ACEH — Samsung akhirnya mengumumkan kartu kredit pertamanya untuk pasar Amerika Serikat, bekerja sama dengan Barclays. Bernama Samsung Galaxy Card, produk ini hadir sebagai pesaing langsung Apple Card dengan menawarkan skema cashback yang lebih agresif di beberapa lini pembelanjaan.
Samsung Galaxy Card adalah kartu Visa tanpa biaya tahunan. Pemilik kartu akan mendapatkan cashback 5% untuk setiap pembelian produk Samsung, baik secara online maupun di toko resmi Samsung di AS. Angka ini melampaui penawaran Apple Card yang hanya memberikan 3% cashback untuk pembelian produk Apple.
Untuk transaksi lain, Samsung memberikan cashback 3% untuk pembayaran menggunakan Samsung Wallet, 2% untuk layanan streaming seperti Netflix, Disney+, dan Spotify, serta 1% untuk semua kategori pembelanjaan lainnya. Sebagai perbandingan, Apple Card memberikan 3% untuk pembelian Apple dan merchant tertentu, 2% untuk transaksi Apple Pay, dan 1% untuk sisanya.
Ada pula bonus pendaftaran: pengguna baru bisa mendapatkan cashback senilai USD 200 (sekitar Rp 3,3 juta) setelah menghabiskan USD 2.000 dalam 90 hari pertama. Pemegang kartu juga mendapat diskon 20% untuk keanggotaan Samsung VIP Advantage.
Tidak seperti kartu kredit konvensional, Galaxy Card dirancang sebagai kartu digital-native yang langsung terintegrasi ke dalam Samsung Wallet. Barclays menyebut ini sebagai kartu kredit pertama mereka yang tidak memerlukan aplikasi perbankan terpisah. Setelah pengajuan disetujui, kartu bisa langsung digunakan secara digital melalui Samsung Wallet.
Samsung Wallet sendiri tidak hanya menyimpan kartu kredit, tetapi juga tiket, identitas digital, dan kunci digital — fungsionalitas yang mirip dengan Apple Wallet. Samsung juga akan mengirimkan kartu fisik berbahan logam hitam sebagai pelengkap, kontras dengan kartu Apple Card yang berwarna putih titanium.
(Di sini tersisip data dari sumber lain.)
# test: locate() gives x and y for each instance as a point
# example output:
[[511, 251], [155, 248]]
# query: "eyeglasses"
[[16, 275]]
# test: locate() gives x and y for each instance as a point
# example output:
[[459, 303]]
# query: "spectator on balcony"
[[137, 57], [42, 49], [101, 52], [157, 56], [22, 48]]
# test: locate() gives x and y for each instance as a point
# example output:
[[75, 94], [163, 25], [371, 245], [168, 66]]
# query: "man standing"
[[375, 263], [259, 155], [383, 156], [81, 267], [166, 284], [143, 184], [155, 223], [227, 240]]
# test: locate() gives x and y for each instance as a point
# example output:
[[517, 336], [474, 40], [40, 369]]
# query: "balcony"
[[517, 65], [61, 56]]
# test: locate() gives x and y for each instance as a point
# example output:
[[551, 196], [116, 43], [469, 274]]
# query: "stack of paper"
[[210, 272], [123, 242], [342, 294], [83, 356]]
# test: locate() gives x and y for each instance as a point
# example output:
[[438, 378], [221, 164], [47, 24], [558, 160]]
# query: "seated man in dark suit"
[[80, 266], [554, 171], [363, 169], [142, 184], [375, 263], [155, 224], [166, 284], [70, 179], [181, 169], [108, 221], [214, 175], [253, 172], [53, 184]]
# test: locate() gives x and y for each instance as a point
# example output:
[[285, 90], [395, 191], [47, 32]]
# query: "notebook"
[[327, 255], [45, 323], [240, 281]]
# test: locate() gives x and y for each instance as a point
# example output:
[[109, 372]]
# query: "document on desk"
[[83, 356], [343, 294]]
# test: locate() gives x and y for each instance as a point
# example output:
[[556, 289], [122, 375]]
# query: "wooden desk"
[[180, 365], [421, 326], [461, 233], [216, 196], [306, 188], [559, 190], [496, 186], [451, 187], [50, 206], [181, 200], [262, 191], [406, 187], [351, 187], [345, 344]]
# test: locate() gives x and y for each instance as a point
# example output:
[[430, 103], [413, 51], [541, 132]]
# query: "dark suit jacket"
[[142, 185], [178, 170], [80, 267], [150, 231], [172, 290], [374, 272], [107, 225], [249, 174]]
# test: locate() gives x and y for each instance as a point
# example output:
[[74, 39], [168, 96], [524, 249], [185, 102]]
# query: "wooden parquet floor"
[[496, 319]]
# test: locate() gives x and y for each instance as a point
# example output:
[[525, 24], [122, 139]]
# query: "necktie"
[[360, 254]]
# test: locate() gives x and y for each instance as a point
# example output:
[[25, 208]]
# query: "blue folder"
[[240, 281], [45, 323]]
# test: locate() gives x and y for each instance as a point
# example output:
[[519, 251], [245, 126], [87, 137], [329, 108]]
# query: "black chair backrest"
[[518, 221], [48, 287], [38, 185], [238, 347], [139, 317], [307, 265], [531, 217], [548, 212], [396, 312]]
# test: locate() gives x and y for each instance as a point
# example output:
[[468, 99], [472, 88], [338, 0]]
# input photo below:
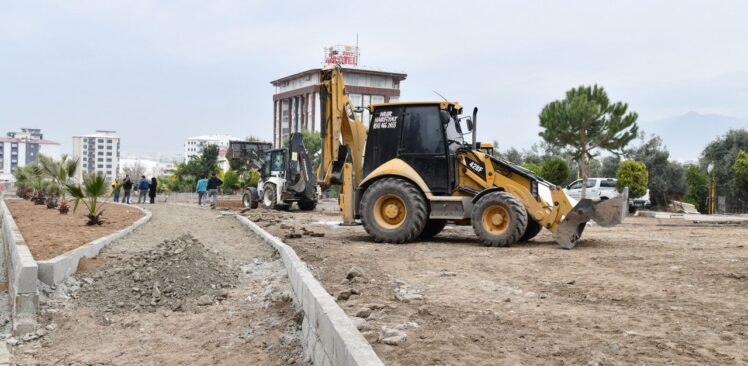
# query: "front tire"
[[248, 201], [499, 219], [269, 197], [432, 229], [394, 211]]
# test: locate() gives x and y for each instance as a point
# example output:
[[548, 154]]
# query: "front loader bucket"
[[605, 213]]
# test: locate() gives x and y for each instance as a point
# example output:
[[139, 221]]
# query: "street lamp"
[[710, 200]]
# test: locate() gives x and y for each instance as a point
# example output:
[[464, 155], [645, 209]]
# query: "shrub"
[[555, 170], [632, 174]]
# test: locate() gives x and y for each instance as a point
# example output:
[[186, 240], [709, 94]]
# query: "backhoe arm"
[[343, 139]]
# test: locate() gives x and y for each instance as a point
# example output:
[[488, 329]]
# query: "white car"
[[597, 189]]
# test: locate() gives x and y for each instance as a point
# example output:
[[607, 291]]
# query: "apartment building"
[[296, 103], [18, 149], [98, 152]]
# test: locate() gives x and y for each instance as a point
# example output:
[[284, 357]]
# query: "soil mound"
[[178, 274]]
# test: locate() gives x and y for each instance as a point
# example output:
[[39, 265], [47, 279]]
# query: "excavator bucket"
[[605, 213]]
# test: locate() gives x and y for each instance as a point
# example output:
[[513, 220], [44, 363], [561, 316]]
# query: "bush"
[[555, 170], [697, 190], [632, 174], [740, 171]]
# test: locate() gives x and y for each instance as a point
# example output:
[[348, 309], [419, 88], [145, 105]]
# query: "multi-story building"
[[296, 103], [19, 149], [194, 146], [98, 153]]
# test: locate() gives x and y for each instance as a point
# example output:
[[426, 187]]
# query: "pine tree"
[[586, 121]]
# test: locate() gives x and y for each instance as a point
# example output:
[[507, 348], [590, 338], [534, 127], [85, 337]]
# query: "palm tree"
[[93, 187]]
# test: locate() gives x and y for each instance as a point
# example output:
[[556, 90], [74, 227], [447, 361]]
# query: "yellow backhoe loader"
[[412, 172]]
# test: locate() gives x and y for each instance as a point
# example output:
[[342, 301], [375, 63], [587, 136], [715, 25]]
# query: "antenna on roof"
[[437, 93]]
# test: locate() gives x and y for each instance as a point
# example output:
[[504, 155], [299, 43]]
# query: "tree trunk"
[[583, 161]]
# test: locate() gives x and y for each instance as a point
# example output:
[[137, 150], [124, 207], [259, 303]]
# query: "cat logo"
[[475, 166]]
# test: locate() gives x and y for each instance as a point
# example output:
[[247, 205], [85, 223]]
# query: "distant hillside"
[[687, 135]]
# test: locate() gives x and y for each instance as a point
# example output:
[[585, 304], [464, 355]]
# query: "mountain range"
[[686, 135]]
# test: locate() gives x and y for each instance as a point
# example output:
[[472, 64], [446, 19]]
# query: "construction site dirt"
[[191, 287], [638, 293]]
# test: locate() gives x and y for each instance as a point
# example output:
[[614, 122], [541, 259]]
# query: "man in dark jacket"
[[127, 187], [143, 189], [213, 184], [152, 190]]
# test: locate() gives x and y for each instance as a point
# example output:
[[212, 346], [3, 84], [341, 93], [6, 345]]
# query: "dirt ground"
[[638, 293], [191, 287], [229, 203], [49, 234]]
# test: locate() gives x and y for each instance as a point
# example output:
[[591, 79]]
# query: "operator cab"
[[425, 135], [275, 165]]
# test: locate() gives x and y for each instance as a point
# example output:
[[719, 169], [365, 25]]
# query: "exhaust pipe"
[[475, 126]]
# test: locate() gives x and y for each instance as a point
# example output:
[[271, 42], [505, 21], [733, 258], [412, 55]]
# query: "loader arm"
[[343, 139]]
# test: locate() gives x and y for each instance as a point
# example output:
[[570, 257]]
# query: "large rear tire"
[[307, 205], [532, 230], [499, 219], [394, 211], [269, 197], [432, 229]]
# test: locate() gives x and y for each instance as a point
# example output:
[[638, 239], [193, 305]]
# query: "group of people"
[[143, 189], [209, 186], [147, 188]]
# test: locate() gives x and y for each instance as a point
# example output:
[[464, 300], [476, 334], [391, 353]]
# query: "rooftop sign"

Jika Apple menggandeng Goldman Sachs sebagai penerbit Apple Card — yang kini sedang dalam proses transisi ke JPMorgan Chase hingga 2027 — Samsung memilih Barclays sebagai mitra strategis. Barclays menekankan bahwa Galaxy Card adalah kartu kredit pertama mereka yang lahir sebagai produk digital wallet, tanpa ketergantungan pada aplikasi perbankan tradisional.
Langkah ini menunjukkan ambisi Samsung untuk memperkuat ekosistem keuangan digitalnya, bersaing langsung dengan layanan serupa dari Apple. Dengan cashback yang lebih tinggi di kategori pembelian Samsung, kartu ini jelas menyasar pengguna setia Galaxy yang sering berbelanja di ekosistem Samsung.
Pendaftaran Samsung Galaxy Card akan dibuka mulai 22 Juli, bertepatan dengan acara Samsung Unpacked. Pada acara tersebut, Samsung diperkirakan akan memperkenalkan ponsel lipat Galaxy generasi terbaru. Pengguna bisa mengajukan permohonan secara online atau langsung di toko ritel Samsung di Amerika Serikat.
Hingga berita ini diturunkan, belum ada informasi mengenai ketersediaan Samsung Galaxy Card di Indonesia. Namun, skema cashback dan integrasi dompet digital yang ditawarkan bisa menjadi acuan bagi pengguna Samsung di Tanah Air yang menantikan layanan serupa.